(WFLX) - When it started, Mary Lou Area had been traveling back and forth to California to care for her dying mother. "The coughing kept getting worse where I would just cough up Kleenexes full of stuff," she said.
After weeks of coughing to the point of exhaustion, she went to see a specialist. He said, you may have this really weird thing.
The weird thing: Nontuberculoses mycobacterium complex or NTM. "I thought that's ridiculous," she said.
But it's real NTM often hits women around age 50, who are slim, Caucasian and otherwise in good health who also take showers.
"For a number of patients, I am absolutely persuaded that showers are the primary means by which they were infected," said Dr. Michael Iseman, who specializes in treating rare respiratory infections.
He's seeing a spike in the number of NTM cases. "We see hundreds, if not approaching a thousand, patients a year with this condition."
He's seen evidence showers are to blame.
We found more evidence linking showers to NTM at the lab of Professor Norman Pace at the University of Colorado, Boulder. "The stuff you see on this showerhead is bacteria," he said pointing to the sample. "NTM pulmonary disease is heavily under-diagnosed and probably more prevalent in the community than we think."
He and his students spearheaded a recent study that found 30 percent of shower heads harbor significant levels of disease-causing bacteria. "Nasty is the word.

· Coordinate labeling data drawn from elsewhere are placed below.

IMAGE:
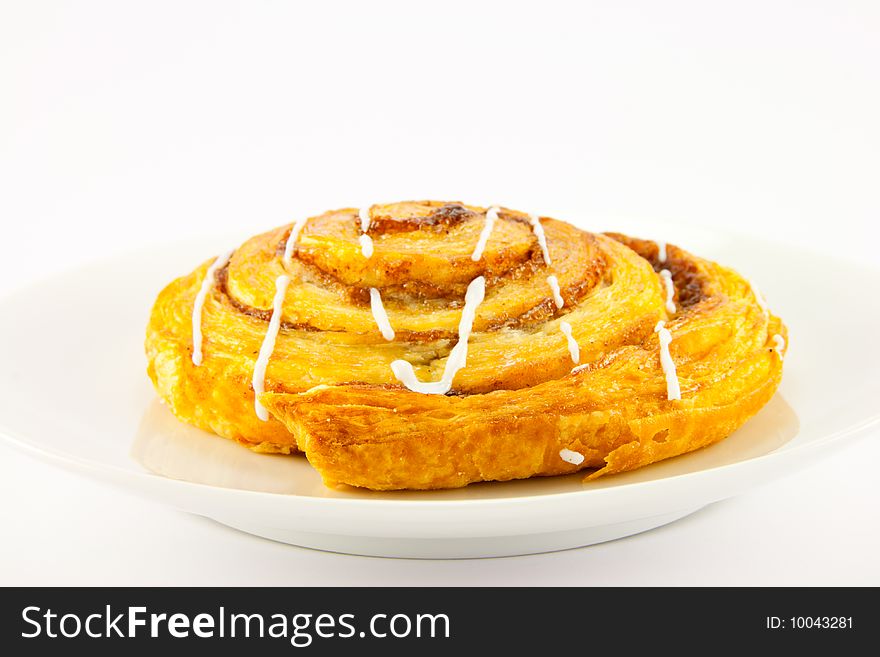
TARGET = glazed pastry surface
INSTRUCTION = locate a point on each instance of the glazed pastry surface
(572, 364)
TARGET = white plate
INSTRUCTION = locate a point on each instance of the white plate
(73, 391)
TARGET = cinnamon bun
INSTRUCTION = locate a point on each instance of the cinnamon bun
(423, 345)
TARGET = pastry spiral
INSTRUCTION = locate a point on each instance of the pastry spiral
(423, 345)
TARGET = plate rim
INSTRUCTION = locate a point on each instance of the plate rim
(108, 471)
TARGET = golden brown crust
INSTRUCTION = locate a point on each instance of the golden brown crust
(517, 403)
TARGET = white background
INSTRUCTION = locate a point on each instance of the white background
(123, 124)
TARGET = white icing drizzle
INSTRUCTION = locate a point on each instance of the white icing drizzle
(666, 275)
(491, 218)
(403, 370)
(380, 315)
(207, 284)
(538, 229)
(779, 342)
(268, 346)
(554, 285)
(570, 456)
(364, 216)
(760, 299)
(291, 239)
(365, 240)
(573, 348)
(673, 388)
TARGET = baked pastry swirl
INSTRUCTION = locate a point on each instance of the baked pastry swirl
(423, 345)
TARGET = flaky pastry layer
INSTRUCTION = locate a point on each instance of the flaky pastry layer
(519, 401)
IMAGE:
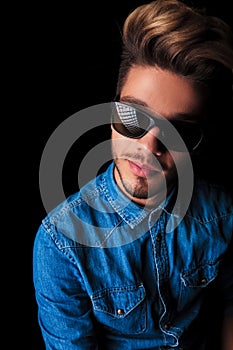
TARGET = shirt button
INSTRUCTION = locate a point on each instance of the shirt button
(120, 312)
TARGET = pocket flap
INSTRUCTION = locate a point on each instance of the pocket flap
(202, 276)
(119, 302)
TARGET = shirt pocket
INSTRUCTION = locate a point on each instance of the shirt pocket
(121, 310)
(194, 283)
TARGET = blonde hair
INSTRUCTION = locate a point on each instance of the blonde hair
(174, 36)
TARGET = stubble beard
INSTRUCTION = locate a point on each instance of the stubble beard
(138, 189)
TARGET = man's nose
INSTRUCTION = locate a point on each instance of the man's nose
(151, 140)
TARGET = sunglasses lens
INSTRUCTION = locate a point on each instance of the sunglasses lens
(131, 122)
(128, 121)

I'd throw this one away and get another one," he said looking at a shower head.
We brought our own shower heads for testing and saw plenty of potential for NTM. "These buildups that people usually think of as calcium deposits or soap scum, are really biological," said Pace.
In other words, this white stuff is encasing some bacteria that are living in there.
Pace says all of us are bathed in bacteria every day, most are harmless. But, in the shower, potentially harmful bacteria have a direct route to your respiratory system. "What that steam-like material is, is microscopic droplets of water and when you inhale those you are of course inhaling whatever is contained in the water," said Pace.
That includes bacteria breeding in your household pipes, where the water sits between uses. "I truly believe I got it from a showerhead," said Mary Lou. She said she often stood in a steaming hot shower for 30 minutes at a time before she was diagnosed.
She had a portion of her lung removed because of the disease and she'll also be taking antibiotics for years to come. "It's hard to enjoy your life when you feel not so hot," she said.
She's hoping someone will hear her story, get help and change their routine.
The physicians I talked with say removing and soaking your shower head with a germ-soaking agent will help. If they don't come clean throw them out and replace them.